[Its.an.education.project] Fwd: Its.an.education.project curiosity

Sun May 18 19:53:03 CEST 2008

Hi List,

I sent this to Marco, off-list, as a curiosity (I'm not currently  
subscribed to its.an.education.project so please cc me if needed).  
It's basically a self organising map (SOM) visualisation of the new  
list activity up to a day or two ago (more description of the  
visualisation technique in my email below). Here's a link to the image:

	http://garycmartin.com/som/2008-May-its-an-education-project-list-som.jpg

I was trying to get an idea for the topics being covered here without  
burning my time by reading all of the archive, but if folks find it of  
some use I could automate the process. Perhaps monthly/weekly list  
views, wiki content, etc?

--Gary

Begin forwarded message:

> This is very nice! I'd actually post it on the list, you don't need to
> be subscribed to do so...
>
> Cheers,
> Marco
>
> On Sat, May 17, 2008 at 5:42 AM, Gary C Martin  
> <gary at garycmartin.com> wrote:
>> Hi Marco,
>>
>> Just a random aside, didn't want to post formally as this is just a  
>> rough,
>> but though you might find it vaguely interesting/curious.
>>
>> I recently noticed the its.an.education.project, but I'm reticent  
>> to join
>> yet another list that potentially another set of distracting rants  
>> or a
>> talking shop – be they good or bad, my opinion reading bandwidth is  
>> pretty
>> saturated now with the existing lists... Anyway, I've been working  
>> on a Self
>> Organising Map (SOM) that uses a geographic like landscape metaphor  
>> for
>> visualisation***, and recently hooked up a text front end for  
>> extracting
>> word distance metrics from bodies of text – I've been testing it on  
>> works of
>> literature from Project Gutenberg up to now, but have wanted to try  
>> it on
>> bulk mail feeds for a while.
>>
>> *** Code is all Python/PIL but too CPU intensive for an XO, though  
>> it might
>> make nice visual index/content pages for wiki content and such,  
>> with URL
>> links...
>>
>> The SOM acts as a kind of spacial summariser visualisation of the  
>> content,
>> where height indicates strong connections between terms, proximity
>> represents term association, and label size is a rough guide to basic
>> frequency of the term.

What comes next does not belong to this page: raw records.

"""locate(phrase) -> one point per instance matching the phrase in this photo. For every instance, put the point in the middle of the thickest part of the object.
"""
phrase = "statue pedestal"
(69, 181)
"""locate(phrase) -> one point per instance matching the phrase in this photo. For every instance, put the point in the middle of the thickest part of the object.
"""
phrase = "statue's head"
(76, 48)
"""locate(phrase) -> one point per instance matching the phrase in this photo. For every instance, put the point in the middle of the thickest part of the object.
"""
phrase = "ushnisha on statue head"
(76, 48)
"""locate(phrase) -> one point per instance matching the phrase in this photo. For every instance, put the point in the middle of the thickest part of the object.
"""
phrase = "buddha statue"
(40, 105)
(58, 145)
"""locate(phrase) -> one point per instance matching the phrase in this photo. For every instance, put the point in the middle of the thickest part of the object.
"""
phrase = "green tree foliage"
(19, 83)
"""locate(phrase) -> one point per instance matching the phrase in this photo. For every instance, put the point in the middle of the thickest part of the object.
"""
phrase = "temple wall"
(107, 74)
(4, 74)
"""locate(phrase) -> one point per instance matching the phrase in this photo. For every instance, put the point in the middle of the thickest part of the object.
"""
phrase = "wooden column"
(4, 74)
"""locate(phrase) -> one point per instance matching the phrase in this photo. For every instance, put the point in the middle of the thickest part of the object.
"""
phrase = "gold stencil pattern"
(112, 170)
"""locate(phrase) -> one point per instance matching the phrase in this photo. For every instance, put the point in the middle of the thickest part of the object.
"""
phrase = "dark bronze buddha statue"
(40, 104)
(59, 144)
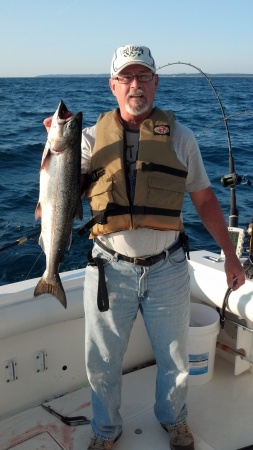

Now there are many "correct" maps for the  
>> same set of
>> data, each generation will usually settle into a slightly different  
>> set of
>> local minima, but the associations are no less valid for each.
>>
>> It's currently picking the top ~200 terms by frequency, after  
>> removing
>> linguistic junk words. Here's the map that generated for the
>> Its.an.education.project May archives, as of yesterday. Note that  
>> the map is
>> continuous (wraps around North/South and East/West, surface of a  
>> torus
>> actually).
>>
>> Probably just a curiosity, but might be more useful on your disk  
>> than mine.
>>
>> --Gary
>